Thursday, 26 November 2009

Power generator complaining despite big wins

Wednesday 25/11/2009 Page: 5

ONE of the big winners of increased assistance under the Government's revised emissions trading scheme says generators are still being hard done by. TRUEnergy's managing director Richard Mclndoe said investment would still be threatened and generators potentially left "in a very perilous state".

"I am quite frankly disappointed with the outcome here, because we had been looking to get the level of assistance from 130 million permits to 390 million permits. This goes some way there but it will still result in some very significant impairments across the sector," he told The Age. Under the proposed changes, those covered through the Electricity Sector Adjustment Scheme will receive 75% more permits, from 130.7 million over five years, at a cost of $3.3 billion, to 228.7 million delivered over 10 years, at a total cost of $7.3 billion.

Mr Mclndoe said the cost to the sector over the 10 years of the scheme would be between $15 billion to $20 billion. "This does not even go halfway to addressing the issue," he said. "Over the long term, you are not going to get to see international investors come into the Australian electricity sector because they have had their fingers burnt by this and their capital will go elsewhere."

Bruce Mountain, a director of consultants Carbon Market Economics, said the emissions trading debate had been hijacked by "rent-seeking losers who the Government has accommodated in a fairly excessive manner". "These companies were never going to leave Australia - that was a beat-up," Mr Mountain said. "There is no way they were going to incur the enormous damage to their reputation, their credit risk, and the cost of borrowing by walking away from project assets and leaving them to their lenders. "They have been aided here by the Liberals - a curse on both their houses."

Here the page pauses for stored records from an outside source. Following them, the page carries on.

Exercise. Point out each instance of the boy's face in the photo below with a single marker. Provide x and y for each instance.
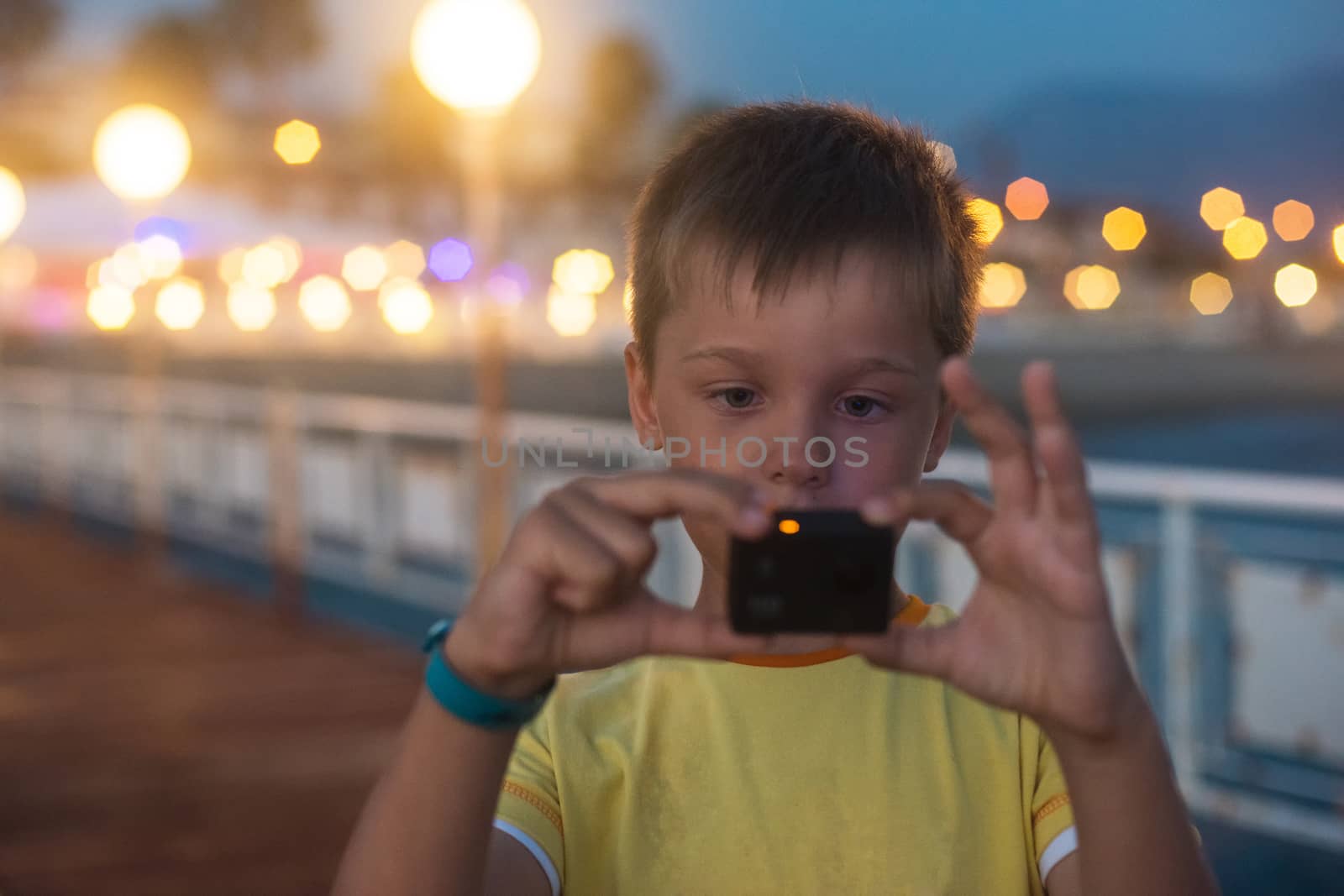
(842, 362)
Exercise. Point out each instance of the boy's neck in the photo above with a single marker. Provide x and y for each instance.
(714, 600)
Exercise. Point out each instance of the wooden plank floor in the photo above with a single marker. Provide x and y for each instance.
(159, 736)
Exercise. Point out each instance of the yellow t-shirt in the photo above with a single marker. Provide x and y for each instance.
(783, 774)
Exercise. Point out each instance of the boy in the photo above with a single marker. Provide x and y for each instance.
(800, 271)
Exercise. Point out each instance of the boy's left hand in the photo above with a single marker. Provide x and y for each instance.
(1037, 636)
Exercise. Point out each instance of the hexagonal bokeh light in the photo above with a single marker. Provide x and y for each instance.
(1210, 293)
(1027, 199)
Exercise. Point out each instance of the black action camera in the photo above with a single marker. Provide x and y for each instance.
(816, 571)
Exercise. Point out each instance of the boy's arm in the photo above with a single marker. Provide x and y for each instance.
(1037, 637)
(428, 825)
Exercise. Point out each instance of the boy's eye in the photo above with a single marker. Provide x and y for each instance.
(737, 396)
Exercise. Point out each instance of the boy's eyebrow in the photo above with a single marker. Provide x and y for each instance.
(748, 358)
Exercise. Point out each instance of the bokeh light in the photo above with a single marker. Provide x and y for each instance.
(570, 313)
(18, 268)
(13, 203)
(181, 304)
(450, 259)
(1245, 238)
(1294, 285)
(1003, 285)
(405, 258)
(1220, 207)
(250, 308)
(407, 305)
(1027, 199)
(1124, 228)
(1097, 286)
(1210, 293)
(141, 152)
(264, 266)
(297, 141)
(324, 304)
(476, 56)
(584, 270)
(991, 219)
(1294, 221)
(160, 257)
(111, 307)
(365, 268)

The Morgan Stanley report into the impacts on coal-fired generators, which the Government refuses to release, appears to have prompted three new measures; a Low Emissions Transition Incentive, an Energy Security Assurance Mechanism and deferred payment arrangements for generators.

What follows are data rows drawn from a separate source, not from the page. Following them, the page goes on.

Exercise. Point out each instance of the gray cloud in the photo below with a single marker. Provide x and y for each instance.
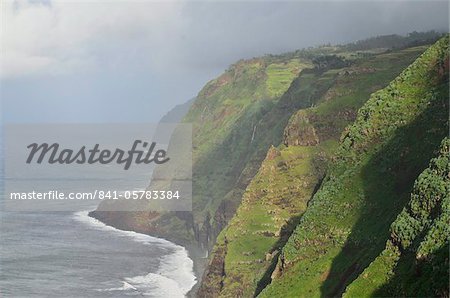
(140, 58)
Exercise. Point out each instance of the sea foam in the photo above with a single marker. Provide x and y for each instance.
(174, 277)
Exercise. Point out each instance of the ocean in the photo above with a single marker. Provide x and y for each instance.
(69, 254)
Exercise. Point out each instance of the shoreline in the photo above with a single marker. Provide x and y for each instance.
(194, 252)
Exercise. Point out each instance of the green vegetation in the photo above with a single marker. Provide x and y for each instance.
(415, 260)
(272, 204)
(347, 223)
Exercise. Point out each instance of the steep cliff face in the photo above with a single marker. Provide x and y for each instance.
(415, 259)
(369, 182)
(300, 103)
(248, 248)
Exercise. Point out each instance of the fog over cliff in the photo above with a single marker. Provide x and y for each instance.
(117, 61)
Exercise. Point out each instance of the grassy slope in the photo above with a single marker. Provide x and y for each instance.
(228, 117)
(415, 260)
(347, 223)
(288, 176)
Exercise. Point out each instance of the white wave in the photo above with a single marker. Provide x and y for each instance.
(175, 275)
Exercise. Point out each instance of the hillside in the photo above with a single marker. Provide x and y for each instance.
(369, 182)
(266, 137)
(278, 195)
(415, 259)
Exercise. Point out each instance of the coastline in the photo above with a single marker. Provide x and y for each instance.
(194, 252)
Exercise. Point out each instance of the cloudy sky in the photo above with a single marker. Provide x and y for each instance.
(121, 61)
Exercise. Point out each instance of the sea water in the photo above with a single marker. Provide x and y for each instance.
(69, 254)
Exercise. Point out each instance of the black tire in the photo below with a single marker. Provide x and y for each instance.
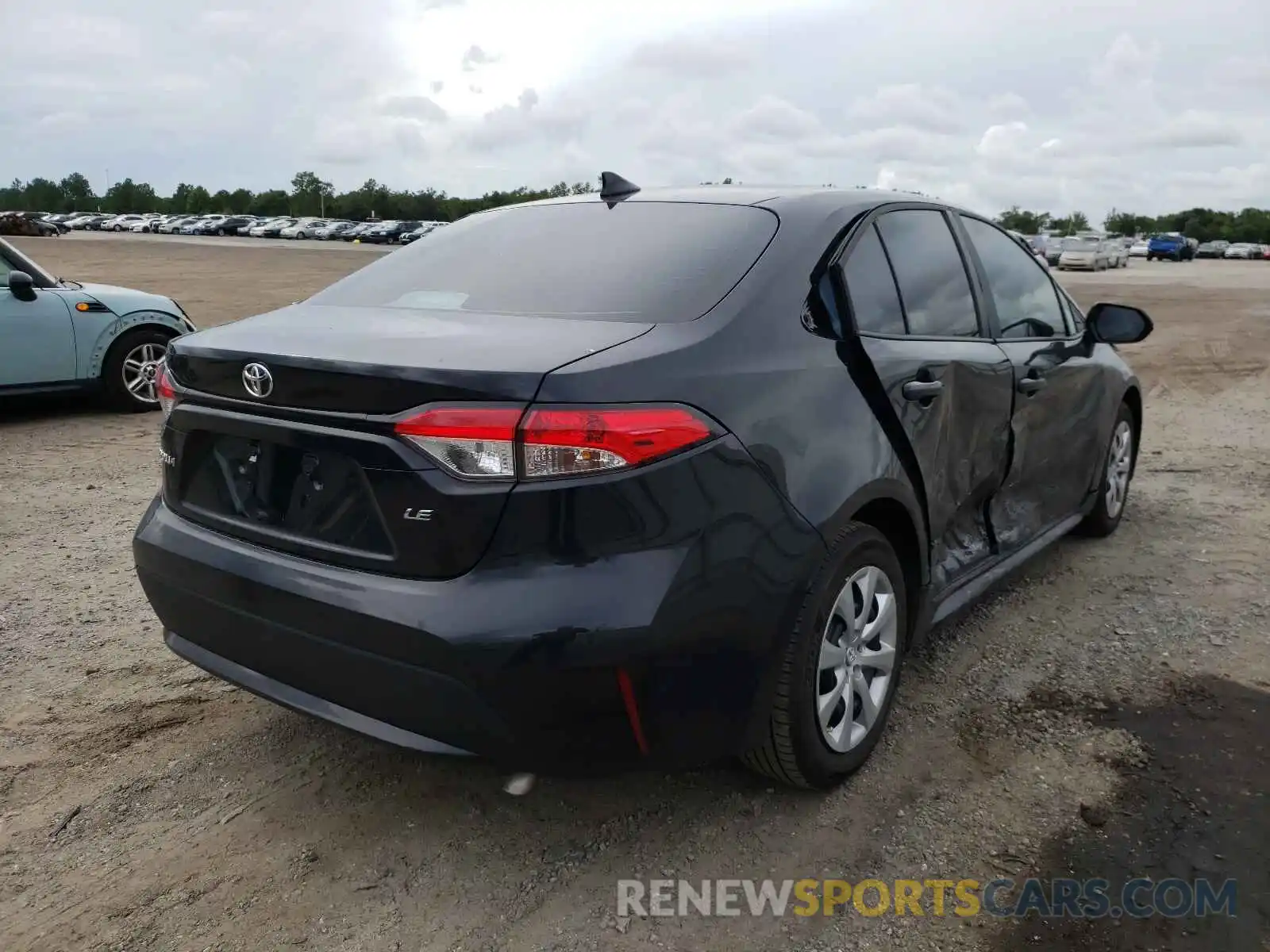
(114, 387)
(794, 750)
(1102, 522)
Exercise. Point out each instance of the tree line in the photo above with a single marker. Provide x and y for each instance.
(1202, 224)
(309, 196)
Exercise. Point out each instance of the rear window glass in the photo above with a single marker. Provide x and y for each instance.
(654, 262)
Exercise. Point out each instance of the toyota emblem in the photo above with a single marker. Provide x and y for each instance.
(258, 380)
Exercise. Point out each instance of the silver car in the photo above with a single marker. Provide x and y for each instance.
(1083, 254)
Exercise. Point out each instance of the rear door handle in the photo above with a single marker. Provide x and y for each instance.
(922, 389)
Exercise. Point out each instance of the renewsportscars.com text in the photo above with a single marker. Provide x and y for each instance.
(1081, 899)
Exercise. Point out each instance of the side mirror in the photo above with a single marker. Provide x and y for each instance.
(22, 286)
(1118, 324)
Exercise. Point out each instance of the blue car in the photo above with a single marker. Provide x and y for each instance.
(1174, 247)
(61, 336)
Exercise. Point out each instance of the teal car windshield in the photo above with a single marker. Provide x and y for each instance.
(22, 263)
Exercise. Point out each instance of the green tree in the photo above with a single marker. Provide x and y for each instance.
(1022, 221)
(13, 198)
(309, 194)
(76, 192)
(198, 201)
(179, 201)
(1076, 221)
(271, 203)
(42, 196)
(127, 196)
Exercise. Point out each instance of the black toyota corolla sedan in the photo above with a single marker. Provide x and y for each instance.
(645, 476)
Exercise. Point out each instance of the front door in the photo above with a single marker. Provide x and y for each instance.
(949, 386)
(37, 338)
(1056, 446)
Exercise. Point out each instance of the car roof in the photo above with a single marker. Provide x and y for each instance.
(787, 202)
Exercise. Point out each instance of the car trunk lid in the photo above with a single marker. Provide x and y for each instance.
(313, 467)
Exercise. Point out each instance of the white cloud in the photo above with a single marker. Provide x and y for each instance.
(484, 94)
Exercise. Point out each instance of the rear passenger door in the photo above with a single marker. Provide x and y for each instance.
(949, 386)
(1056, 425)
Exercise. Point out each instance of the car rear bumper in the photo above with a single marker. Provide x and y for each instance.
(632, 658)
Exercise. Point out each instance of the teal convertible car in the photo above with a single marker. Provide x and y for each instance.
(61, 336)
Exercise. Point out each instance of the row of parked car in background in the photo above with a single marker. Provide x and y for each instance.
(1091, 251)
(376, 232)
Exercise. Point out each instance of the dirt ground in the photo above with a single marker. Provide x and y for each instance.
(1103, 715)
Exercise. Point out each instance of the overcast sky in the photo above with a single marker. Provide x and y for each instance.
(1081, 105)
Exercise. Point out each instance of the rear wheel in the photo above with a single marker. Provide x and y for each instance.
(840, 668)
(1117, 474)
(129, 372)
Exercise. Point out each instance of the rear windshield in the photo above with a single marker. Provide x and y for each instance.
(654, 262)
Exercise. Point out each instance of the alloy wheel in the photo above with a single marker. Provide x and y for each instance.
(857, 659)
(1119, 463)
(140, 367)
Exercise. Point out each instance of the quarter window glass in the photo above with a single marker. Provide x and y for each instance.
(933, 282)
(1026, 298)
(872, 289)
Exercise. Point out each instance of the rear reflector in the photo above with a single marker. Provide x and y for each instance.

Jennifer Westacott, KPMG's climate change partner, described the amendments as "a practical and common sense approach to a very complex issue". "The key changes align household compensation more closely to the permit prices as well as more assistance for impacted industry, particularly the coal and electricity sectors," she said. "This is the springboard to get Australian business started on the transition to ensure international competitiveness and regulatory certainty for business. After the transition process is under way, caps, compensation and other measures can be changed."